P.- La inmortalidad, otro asunto central en Nuestra parte de noche, es uno de los ejes de investigación más relevantes en la medicina actual, pero también es objeto de negocio en el que invierten grandes compañías tecnológicas. Es un tema muy contemporáneo y, a la vez, muy conectado a la literatura de terror clásica, ¿no?

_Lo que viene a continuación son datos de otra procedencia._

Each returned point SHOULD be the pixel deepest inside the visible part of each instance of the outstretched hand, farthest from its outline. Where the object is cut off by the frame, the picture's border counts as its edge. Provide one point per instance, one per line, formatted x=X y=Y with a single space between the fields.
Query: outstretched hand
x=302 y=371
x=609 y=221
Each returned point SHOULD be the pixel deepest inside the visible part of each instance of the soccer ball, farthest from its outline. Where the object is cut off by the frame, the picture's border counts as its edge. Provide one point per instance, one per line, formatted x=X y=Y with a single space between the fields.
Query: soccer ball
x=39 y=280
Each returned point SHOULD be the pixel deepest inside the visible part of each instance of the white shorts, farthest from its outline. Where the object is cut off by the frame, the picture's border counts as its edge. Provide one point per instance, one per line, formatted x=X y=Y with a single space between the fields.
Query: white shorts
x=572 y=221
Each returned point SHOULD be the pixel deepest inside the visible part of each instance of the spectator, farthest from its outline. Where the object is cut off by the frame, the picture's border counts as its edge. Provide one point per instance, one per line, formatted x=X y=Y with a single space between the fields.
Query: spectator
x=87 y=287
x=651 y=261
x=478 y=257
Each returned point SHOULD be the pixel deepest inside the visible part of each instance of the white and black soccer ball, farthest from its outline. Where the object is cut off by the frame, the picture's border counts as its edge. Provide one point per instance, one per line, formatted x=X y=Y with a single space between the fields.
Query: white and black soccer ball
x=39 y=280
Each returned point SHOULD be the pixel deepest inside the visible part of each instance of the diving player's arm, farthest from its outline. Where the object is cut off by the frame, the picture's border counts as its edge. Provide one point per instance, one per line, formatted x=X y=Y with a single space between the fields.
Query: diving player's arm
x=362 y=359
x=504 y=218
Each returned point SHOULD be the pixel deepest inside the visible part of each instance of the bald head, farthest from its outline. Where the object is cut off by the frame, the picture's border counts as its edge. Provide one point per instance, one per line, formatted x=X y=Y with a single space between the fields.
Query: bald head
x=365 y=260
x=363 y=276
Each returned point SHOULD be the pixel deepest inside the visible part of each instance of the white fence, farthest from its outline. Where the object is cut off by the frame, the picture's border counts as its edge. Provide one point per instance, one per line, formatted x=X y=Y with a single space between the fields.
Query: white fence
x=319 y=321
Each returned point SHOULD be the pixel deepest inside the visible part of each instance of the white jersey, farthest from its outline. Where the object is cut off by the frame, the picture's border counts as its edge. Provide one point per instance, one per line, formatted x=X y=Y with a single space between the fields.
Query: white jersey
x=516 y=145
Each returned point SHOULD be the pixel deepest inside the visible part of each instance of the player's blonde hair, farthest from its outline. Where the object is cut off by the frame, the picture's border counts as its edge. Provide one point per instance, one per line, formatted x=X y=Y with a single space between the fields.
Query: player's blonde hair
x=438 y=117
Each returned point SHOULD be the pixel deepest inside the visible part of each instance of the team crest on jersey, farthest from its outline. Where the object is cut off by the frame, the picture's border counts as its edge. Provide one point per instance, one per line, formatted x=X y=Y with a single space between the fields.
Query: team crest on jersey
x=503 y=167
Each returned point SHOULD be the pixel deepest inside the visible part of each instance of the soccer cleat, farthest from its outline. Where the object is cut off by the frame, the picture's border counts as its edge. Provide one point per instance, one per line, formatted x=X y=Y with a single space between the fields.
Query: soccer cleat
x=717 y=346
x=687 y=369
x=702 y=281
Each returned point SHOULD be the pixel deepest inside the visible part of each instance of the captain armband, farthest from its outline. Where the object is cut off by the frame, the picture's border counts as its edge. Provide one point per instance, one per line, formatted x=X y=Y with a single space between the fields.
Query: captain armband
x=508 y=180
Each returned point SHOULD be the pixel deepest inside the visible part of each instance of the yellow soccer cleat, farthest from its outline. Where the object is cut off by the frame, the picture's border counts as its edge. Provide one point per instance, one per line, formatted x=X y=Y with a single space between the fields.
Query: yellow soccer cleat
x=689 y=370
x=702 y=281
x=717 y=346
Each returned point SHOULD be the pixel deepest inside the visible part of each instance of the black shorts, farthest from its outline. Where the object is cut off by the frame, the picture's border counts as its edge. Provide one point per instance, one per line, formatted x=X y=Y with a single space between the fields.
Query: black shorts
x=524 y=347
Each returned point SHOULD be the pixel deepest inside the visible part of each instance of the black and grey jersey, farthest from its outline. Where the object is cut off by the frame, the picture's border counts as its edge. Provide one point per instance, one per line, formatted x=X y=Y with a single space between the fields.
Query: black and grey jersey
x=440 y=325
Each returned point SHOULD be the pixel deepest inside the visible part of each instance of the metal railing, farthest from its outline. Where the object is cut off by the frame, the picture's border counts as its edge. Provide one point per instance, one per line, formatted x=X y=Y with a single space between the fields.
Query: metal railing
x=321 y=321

ME.- Sí, pero no solo. En Nuestra parte de noche yo lo vinculé al esoterismo más antiguo, la idea de los alquimistas de que el final de la gran obra era encontrar la vida eterna. Que es algo que no solo se dio en la cultura occidental; los emperadores chinos se terminaron muriendo por consumir mercurio y otras sustancias derivadas de la alquimia que buscaban la eternidad. La novela evoca esa fórmula enviada por dioses que indican cómo pasar de un cuerpo a otro, pero manteniendo la conciencia en este plano. Creo que esa es la gran desesperación, ni siquiera la reencarnación es capaz de evitarla; es un consuelo muy poco capitalista, por así decirlo. Es curioso, la idea de inmortalidad de las religiones exige renunciar a la conciencia, mientras que lo que propone la ciencia al servicio de las corporaciones es mantener el yo, evitando el envejecimiento. O trasladar el cuerpo a la máquina, que es un argumento de Philip K. Dick pero se ha vuelto muy contemporáneo. Yo no quería escribir una novela de ciencia ficción, que es donde se sitúan estos esfuerzos actuales y las posibilidades de la ciencia, la técnica y el dinero, sino volver a la idea tradicional presente en las ciencias ocultas y en la literatura, desde Lovecraft al vampirismo; esa unión con el dios que te va a dar una vida eterna, aunque sea una vida bastante repugnante. Creo que también opté por esa idea clásica para hacer pensar que la inmortalidad, por supuesto, es una idea de siempre. Representa la barrera humana que nos falta por cruzar y no hay ningún indicio de que vaya a ser superada, por lo que resulta muy frustrante para algunos: cómo la humanidad ha podido ir a la luna, pero no puede detener el deterioro físico que conduce a la muerte. La cuestión es hasta dónde podemos llegar, qué inhumanidades podemos cometer, para no soltar esta vida.